On the other hand, tales of witches and black magicians renewing their powers on Good Friday hover around, creating an aura of eerie, empty, godless, sorrowful, almost black Friday. I remember seeing all crucifixes in the church being covered by a purple or maroon piece of cloth and that makes the day even gloomier.

Black Saturday is less holy because then some people will try to return to their daily chores and routines—their casual lives. Except that at night time, we also join another event which we call as Visita Iglesia or church visit. It is carried out by a bunch of people who visit one church after another and saying prayers typically in the form of the Stations of the Cross. But the highlight of the day is the blessing of the new fire. This basically pre-empts the celebration of Christ’s victory from sin which is celebrated on Easter Sunday—the Resurrection.

Easter Sunday comes with a bang. We wake up very early on Sunday morning and witness a glorious celebration of Christ’s resurrection. Typically a float filled with fresh white flowers with a statue of the risen Christ is paraded around the church while in the background we would hear the angelic choir, singing songs of praise and hallelujah. The one practice that still baffles me today but has some kind of entertainment value is the way they project Judas on Easter Sunday. A Judas dummy is hanged on a tree and burned while church goers are happily witnessing every minute of it until there’s none left of Judas.

Easter Sunday is like the grand finale to a season long celebration of the passion, the death, and the resurrection of Christ our Lord for all of us Catholics. Other Christian churches have a different way of celebrating the Lenten season, but most of us in the Christian world agree that the resurrection of Christ is the one true manifestation of God’s glory, thus making His death more meaningful, for we are saved not by our actions but by God’s grace through dying on the cross.

I also look forward to the Easter Sunday homily which in great detail magnifies and glorifies God’s victory over sin. You may doubt it, but in my heart of heart, that’s what I believe—and none of you can take that away from me.

Anyways, now I am twenty thousand miles away, and instead of going to church on Good Friday, here I am in front of my computer, hopelessly wishing that I was back home celebrating the season with my family and neighbors.

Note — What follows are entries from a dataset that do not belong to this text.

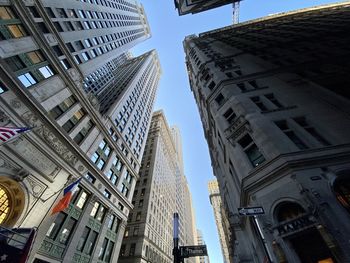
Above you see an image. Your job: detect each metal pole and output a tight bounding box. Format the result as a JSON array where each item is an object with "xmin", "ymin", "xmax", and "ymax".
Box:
[{"xmin": 173, "ymin": 212, "xmax": 179, "ymax": 263}]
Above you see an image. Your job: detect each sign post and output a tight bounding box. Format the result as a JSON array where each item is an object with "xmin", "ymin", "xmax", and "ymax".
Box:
[
  {"xmin": 173, "ymin": 213, "xmax": 180, "ymax": 263},
  {"xmin": 238, "ymin": 206, "xmax": 265, "ymax": 216},
  {"xmin": 173, "ymin": 212, "xmax": 208, "ymax": 263}
]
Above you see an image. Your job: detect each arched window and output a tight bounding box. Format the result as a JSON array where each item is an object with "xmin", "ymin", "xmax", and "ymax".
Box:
[
  {"xmin": 276, "ymin": 202, "xmax": 305, "ymax": 222},
  {"xmin": 334, "ymin": 175, "xmax": 350, "ymax": 213},
  {"xmin": 0, "ymin": 187, "xmax": 10, "ymax": 224},
  {"xmin": 0, "ymin": 176, "xmax": 25, "ymax": 227}
]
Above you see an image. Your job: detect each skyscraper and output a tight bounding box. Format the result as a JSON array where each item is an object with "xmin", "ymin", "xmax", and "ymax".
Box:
[
  {"xmin": 208, "ymin": 179, "xmax": 231, "ymax": 263},
  {"xmin": 196, "ymin": 229, "xmax": 210, "ymax": 263},
  {"xmin": 0, "ymin": 1, "xmax": 160, "ymax": 262},
  {"xmin": 174, "ymin": 0, "xmax": 238, "ymax": 16},
  {"xmin": 184, "ymin": 2, "xmax": 350, "ymax": 263},
  {"xmin": 119, "ymin": 110, "xmax": 198, "ymax": 263}
]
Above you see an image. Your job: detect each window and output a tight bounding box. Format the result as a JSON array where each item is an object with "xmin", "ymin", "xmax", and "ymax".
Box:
[
  {"xmin": 223, "ymin": 108, "xmax": 236, "ymax": 125},
  {"xmin": 104, "ymin": 241, "xmax": 114, "ymax": 262},
  {"xmin": 238, "ymin": 134, "xmax": 265, "ymax": 167},
  {"xmin": 5, "ymin": 56, "xmax": 25, "ymax": 71},
  {"xmin": 107, "ymin": 214, "xmax": 115, "ymax": 230},
  {"xmin": 275, "ymin": 120, "xmax": 308, "ymax": 150},
  {"xmin": 27, "ymin": 50, "xmax": 45, "ymax": 64},
  {"xmin": 76, "ymin": 227, "xmax": 90, "ymax": 252},
  {"xmin": 90, "ymin": 201, "xmax": 106, "ymax": 222},
  {"xmin": 62, "ymin": 109, "xmax": 85, "ymax": 133},
  {"xmin": 58, "ymin": 217, "xmax": 77, "ymax": 244},
  {"xmin": 49, "ymin": 96, "xmax": 77, "ymax": 120},
  {"xmin": 98, "ymin": 238, "xmax": 108, "ymax": 260},
  {"xmin": 208, "ymin": 81, "xmax": 215, "ymax": 90},
  {"xmin": 265, "ymin": 93, "xmax": 283, "ymax": 108},
  {"xmin": 215, "ymin": 93, "xmax": 224, "ymax": 106},
  {"xmin": 46, "ymin": 212, "xmax": 66, "ymax": 239},
  {"xmin": 0, "ymin": 6, "xmax": 16, "ymax": 19},
  {"xmin": 139, "ymin": 200, "xmax": 143, "ymax": 207},
  {"xmin": 103, "ymin": 189, "xmax": 111, "ymax": 199},
  {"xmin": 85, "ymin": 172, "xmax": 96, "ymax": 184},
  {"xmin": 0, "ymin": 82, "xmax": 8, "ymax": 94},
  {"xmin": 133, "ymin": 227, "xmax": 139, "ymax": 236},
  {"xmin": 53, "ymin": 22, "xmax": 63, "ymax": 32},
  {"xmin": 76, "ymin": 190, "xmax": 89, "ymax": 209},
  {"xmin": 294, "ymin": 117, "xmax": 330, "ymax": 146},
  {"xmin": 237, "ymin": 82, "xmax": 246, "ymax": 92},
  {"xmin": 86, "ymin": 231, "xmax": 98, "ymax": 255},
  {"xmin": 251, "ymin": 96, "xmax": 268, "ymax": 111},
  {"xmin": 141, "ymin": 188, "xmax": 145, "ymax": 196},
  {"xmin": 38, "ymin": 65, "xmax": 54, "ymax": 79},
  {"xmin": 18, "ymin": 73, "xmax": 37, "ymax": 88},
  {"xmin": 129, "ymin": 243, "xmax": 136, "ymax": 256},
  {"xmin": 73, "ymin": 120, "xmax": 94, "ymax": 144},
  {"xmin": 7, "ymin": 24, "xmax": 27, "ymax": 38}
]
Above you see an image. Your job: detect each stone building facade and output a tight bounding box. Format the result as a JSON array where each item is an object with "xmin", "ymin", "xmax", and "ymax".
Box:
[
  {"xmin": 184, "ymin": 2, "xmax": 350, "ymax": 263},
  {"xmin": 119, "ymin": 111, "xmax": 198, "ymax": 263},
  {"xmin": 208, "ymin": 179, "xmax": 230, "ymax": 263},
  {"xmin": 0, "ymin": 0, "xmax": 160, "ymax": 262}
]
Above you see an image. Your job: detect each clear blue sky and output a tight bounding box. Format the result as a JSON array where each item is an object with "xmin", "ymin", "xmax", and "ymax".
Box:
[{"xmin": 132, "ymin": 1, "xmax": 337, "ymax": 262}]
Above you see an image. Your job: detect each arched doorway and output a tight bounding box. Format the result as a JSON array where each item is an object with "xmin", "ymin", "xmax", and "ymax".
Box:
[
  {"xmin": 333, "ymin": 174, "xmax": 350, "ymax": 214},
  {"xmin": 274, "ymin": 202, "xmax": 336, "ymax": 263},
  {"xmin": 0, "ymin": 176, "xmax": 25, "ymax": 227}
]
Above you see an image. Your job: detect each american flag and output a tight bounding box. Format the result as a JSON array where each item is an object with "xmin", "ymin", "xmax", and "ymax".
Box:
[{"xmin": 0, "ymin": 126, "xmax": 31, "ymax": 143}]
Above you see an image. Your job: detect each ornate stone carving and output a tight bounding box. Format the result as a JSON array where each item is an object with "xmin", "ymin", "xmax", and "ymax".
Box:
[
  {"xmin": 21, "ymin": 111, "xmax": 78, "ymax": 166},
  {"xmin": 224, "ymin": 115, "xmax": 251, "ymax": 144},
  {"xmin": 10, "ymin": 99, "xmax": 21, "ymax": 109},
  {"xmin": 26, "ymin": 175, "xmax": 47, "ymax": 198},
  {"xmin": 0, "ymin": 110, "xmax": 10, "ymax": 125}
]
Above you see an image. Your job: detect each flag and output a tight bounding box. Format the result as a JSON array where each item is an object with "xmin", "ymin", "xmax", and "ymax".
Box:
[
  {"xmin": 0, "ymin": 126, "xmax": 31, "ymax": 144},
  {"xmin": 52, "ymin": 178, "xmax": 81, "ymax": 215}
]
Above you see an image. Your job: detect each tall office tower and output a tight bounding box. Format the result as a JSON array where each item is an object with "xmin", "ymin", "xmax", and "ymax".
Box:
[
  {"xmin": 196, "ymin": 230, "xmax": 210, "ymax": 263},
  {"xmin": 7, "ymin": 0, "xmax": 151, "ymax": 95},
  {"xmin": 174, "ymin": 0, "xmax": 237, "ymax": 16},
  {"xmin": 0, "ymin": 1, "xmax": 160, "ymax": 263},
  {"xmin": 184, "ymin": 2, "xmax": 350, "ymax": 263},
  {"xmin": 208, "ymin": 179, "xmax": 231, "ymax": 263},
  {"xmin": 119, "ymin": 111, "xmax": 198, "ymax": 263}
]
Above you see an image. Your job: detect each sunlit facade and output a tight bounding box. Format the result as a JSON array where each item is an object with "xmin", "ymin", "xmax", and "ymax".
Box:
[
  {"xmin": 0, "ymin": 0, "xmax": 160, "ymax": 262},
  {"xmin": 119, "ymin": 111, "xmax": 198, "ymax": 263},
  {"xmin": 184, "ymin": 2, "xmax": 350, "ymax": 263}
]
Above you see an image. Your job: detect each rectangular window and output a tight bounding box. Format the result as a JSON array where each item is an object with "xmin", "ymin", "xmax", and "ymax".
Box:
[
  {"xmin": 58, "ymin": 217, "xmax": 77, "ymax": 244},
  {"xmin": 238, "ymin": 134, "xmax": 265, "ymax": 167},
  {"xmin": 27, "ymin": 50, "xmax": 44, "ymax": 64},
  {"xmin": 215, "ymin": 93, "xmax": 224, "ymax": 106},
  {"xmin": 18, "ymin": 72, "xmax": 37, "ymax": 88},
  {"xmin": 85, "ymin": 172, "xmax": 96, "ymax": 184},
  {"xmin": 85, "ymin": 231, "xmax": 98, "ymax": 255},
  {"xmin": 76, "ymin": 227, "xmax": 90, "ymax": 252},
  {"xmin": 7, "ymin": 24, "xmax": 27, "ymax": 38},
  {"xmin": 46, "ymin": 212, "xmax": 66, "ymax": 239},
  {"xmin": 103, "ymin": 190, "xmax": 111, "ymax": 199},
  {"xmin": 98, "ymin": 238, "xmax": 108, "ymax": 260},
  {"xmin": 265, "ymin": 93, "xmax": 283, "ymax": 108},
  {"xmin": 223, "ymin": 108, "xmax": 236, "ymax": 125},
  {"xmin": 107, "ymin": 214, "xmax": 115, "ymax": 230},
  {"xmin": 0, "ymin": 6, "xmax": 16, "ymax": 19},
  {"xmin": 6, "ymin": 56, "xmax": 26, "ymax": 74},
  {"xmin": 293, "ymin": 117, "xmax": 330, "ymax": 146},
  {"xmin": 129, "ymin": 243, "xmax": 136, "ymax": 256},
  {"xmin": 275, "ymin": 120, "xmax": 308, "ymax": 150},
  {"xmin": 38, "ymin": 65, "xmax": 54, "ymax": 79},
  {"xmin": 251, "ymin": 96, "xmax": 268, "ymax": 111},
  {"xmin": 104, "ymin": 241, "xmax": 114, "ymax": 262}
]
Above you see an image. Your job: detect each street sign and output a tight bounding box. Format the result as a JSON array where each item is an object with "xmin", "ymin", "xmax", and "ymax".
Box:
[
  {"xmin": 179, "ymin": 245, "xmax": 208, "ymax": 258},
  {"xmin": 238, "ymin": 206, "xmax": 265, "ymax": 216}
]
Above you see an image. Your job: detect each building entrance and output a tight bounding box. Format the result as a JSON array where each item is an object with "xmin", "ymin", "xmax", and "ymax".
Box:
[{"xmin": 289, "ymin": 228, "xmax": 336, "ymax": 263}]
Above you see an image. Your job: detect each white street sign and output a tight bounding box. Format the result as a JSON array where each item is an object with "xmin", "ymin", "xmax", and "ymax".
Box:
[{"xmin": 238, "ymin": 206, "xmax": 265, "ymax": 216}]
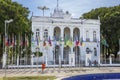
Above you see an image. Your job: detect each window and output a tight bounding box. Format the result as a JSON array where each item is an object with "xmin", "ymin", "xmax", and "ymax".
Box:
[
  {"xmin": 86, "ymin": 47, "xmax": 89, "ymax": 54},
  {"xmin": 36, "ymin": 28, "xmax": 40, "ymax": 37},
  {"xmin": 44, "ymin": 29, "xmax": 48, "ymax": 40},
  {"xmin": 94, "ymin": 48, "xmax": 97, "ymax": 56},
  {"xmin": 93, "ymin": 31, "xmax": 97, "ymax": 42}
]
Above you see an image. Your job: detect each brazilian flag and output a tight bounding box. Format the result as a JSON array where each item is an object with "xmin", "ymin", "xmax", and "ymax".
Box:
[{"xmin": 101, "ymin": 38, "xmax": 109, "ymax": 47}]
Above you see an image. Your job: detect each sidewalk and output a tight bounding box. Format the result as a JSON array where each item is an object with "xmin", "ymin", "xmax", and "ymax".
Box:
[{"xmin": 0, "ymin": 67, "xmax": 120, "ymax": 80}]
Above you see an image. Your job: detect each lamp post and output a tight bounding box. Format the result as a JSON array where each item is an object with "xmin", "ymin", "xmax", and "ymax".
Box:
[
  {"xmin": 38, "ymin": 6, "xmax": 49, "ymax": 16},
  {"xmin": 4, "ymin": 19, "xmax": 13, "ymax": 78}
]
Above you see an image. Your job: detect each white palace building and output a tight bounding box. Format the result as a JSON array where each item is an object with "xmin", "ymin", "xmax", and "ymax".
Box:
[{"xmin": 31, "ymin": 1, "xmax": 100, "ymax": 67}]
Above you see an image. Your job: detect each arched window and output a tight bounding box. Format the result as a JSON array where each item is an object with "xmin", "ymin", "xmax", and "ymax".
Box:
[
  {"xmin": 94, "ymin": 48, "xmax": 97, "ymax": 56},
  {"xmin": 36, "ymin": 28, "xmax": 40, "ymax": 37},
  {"xmin": 44, "ymin": 29, "xmax": 48, "ymax": 40},
  {"xmin": 93, "ymin": 31, "xmax": 97, "ymax": 42}
]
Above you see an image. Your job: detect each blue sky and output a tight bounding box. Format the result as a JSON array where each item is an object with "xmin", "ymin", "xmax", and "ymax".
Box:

And come Easter Sunday, there’s no salvation for me, because the place where I am now is too blind sighted by the world’s commercialism. I even question why, the celebration of Christ’s resurrection is merely reduced to a futile and meaningless search of fake colored eggs, scantily hidden in bushes as little children and adults as well, excitedly search through corners leaving no stones unturned to find the Easter eggs, left by—the Easter bunny?

Somehow, I just couldn’t connect that in my head. It’s too shallow. This depicts how humanity is wasted away as time goes by, shifting its ways from life’s deeper spiritual practices to the nasty and ugly world of materialism and commercialism.

What’s left of us? I don’t know. You tell me.